Mental Health – time for change?

Posted: 6th February 2017

High achiever, perfectionist, academic, all-rounder…

These labels are the sort of words girls (and boys) across the country might be hearing as praise from their parents, teachers, siblings and peers. Wonderful to hear, you might think, but actually many students perceive these words of intended praise as pressure to perform.

Sometimes during adolescence, girls will probably say that they are “stressed”.  For some it will be a word they use fairly freely and in essence they may be stressed for a short period of time, but they will be able to manage this themselves.  For others the internal feelings this word “stressed” brings to them might mean, anxiety, depression, and feelings of low self-worth, low self-esteem and low self-confidence and withdrawn from society which in turn might lead to unhealthy coping strategies such as self-harm, eating disorders, etc.  Is it that nowadays there are more mental health issues around or that we are more open and frank and more able/equipped to talk about these issues?

Boys do experience some of these issues but the data is not so available for boys/men as there appears to be a stigma attached to the fact that as a man you do not talk about your feelings, and thus this has had a negative effect on the wellbeing of men, incredibly 74% of all suicides in 2014 where male.

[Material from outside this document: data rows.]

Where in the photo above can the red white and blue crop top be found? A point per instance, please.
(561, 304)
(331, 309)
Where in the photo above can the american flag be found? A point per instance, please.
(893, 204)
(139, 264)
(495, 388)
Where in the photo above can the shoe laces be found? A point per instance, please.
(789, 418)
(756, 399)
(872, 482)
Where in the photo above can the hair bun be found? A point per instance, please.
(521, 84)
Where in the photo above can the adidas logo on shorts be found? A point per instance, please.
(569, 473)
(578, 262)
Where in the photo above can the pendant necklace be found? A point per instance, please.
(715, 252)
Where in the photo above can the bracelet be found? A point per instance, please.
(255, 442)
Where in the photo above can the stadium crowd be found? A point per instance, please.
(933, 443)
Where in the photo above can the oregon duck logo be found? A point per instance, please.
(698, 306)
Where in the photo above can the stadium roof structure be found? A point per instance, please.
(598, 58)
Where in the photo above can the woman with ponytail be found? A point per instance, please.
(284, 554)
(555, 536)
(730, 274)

Statistics are now worrying for children and young people; 1 in 4 people in the UK will experience a mental health problem each year.  In respect of young people, 3 children in every classroom have a mental health disorder.  So what’s to blame?  There are many aspects of today’s society which can be “bad news” for children and young peoples’ mental health.  They have to grow and develop in an ever-changing world; social media, living up to siblings/peers, conforming to what society expects, facing numerous challenges and pressures in their young lives.  These can include family breakdown, money issues, sibling pressures, 24 hour social media interaction and access to the internet, body image concerns, bullying including cyber bullying, materialism and the need to “keep up with the Jones’” and sexual pressures, to name but just a few.

Social media is a real concern.  The amount of time young people spend on social media; the “instant” reaction they can have to a comment, post, photograph, the content of what can be shared; the selfie craze and so on and the concern that they may be measuring themselves against how may ‘likes’ they are getting?  Girls are under pressure from boys to sext; send pictures, the idea of ‘nudes for nudes’ – the boys send a topless picture and in turn the girls do.  They want to be accepted by boys so then they fall into this snapchat hole; but, once it’s gone they can’t get it back.  Their reputation damaged, their privacy violated, all for social acceptance?

It saddens me that children and young people are facing such difficult times ahead?  What ever happened to the simple pleasures of just hanging out with friends without feeling like it was a competition?  The other elements of this, though, is that Child and Mental Health Services are struggling to cope with the number of referrals; so where do we go from here?  We need to teach children at a young age to try to cope with their pressures and equip them with emotional resilience in order to have the “bounce back” trait!  Without sounding like the BT advert it really is “good to talk” and the more opportunity we give our young people to talk, give them the vocabulary to enable them to talk, to be emotionally literate to really explain how they feel and what lead them to feel that way, the more able they are to bounce back.  Subjects such as PSHE can be the vehicle needed for us to get students to talk openly without the fear or shame of what’s happening to them or worrying about what are they are going through.

I wish I could get rid of the stigma which goes with mental health disorders, and strive for equality with regards for young people’s wellbeing.  We almost need to “Go Crazy” for mental health as this is something which we, in schools, will continue to experience. There is a significant shift and change in this area.

At Burgess Hill Girls, we are committed to supporting both the girls and their families.  This is a real team approach.  If parents find themselves in a position where their daughter is struggling with a mental health issue we all work in partnership, in order to offer and source the best help possible.  We have strong links with Beacon House in Haywards Heath and have also had a whole school wellbeing day to kick off this academic year.  Our regular parenting seminars enabling and giving parents the tools in order to support their daughter’s emotional wellbeing.  We all work together.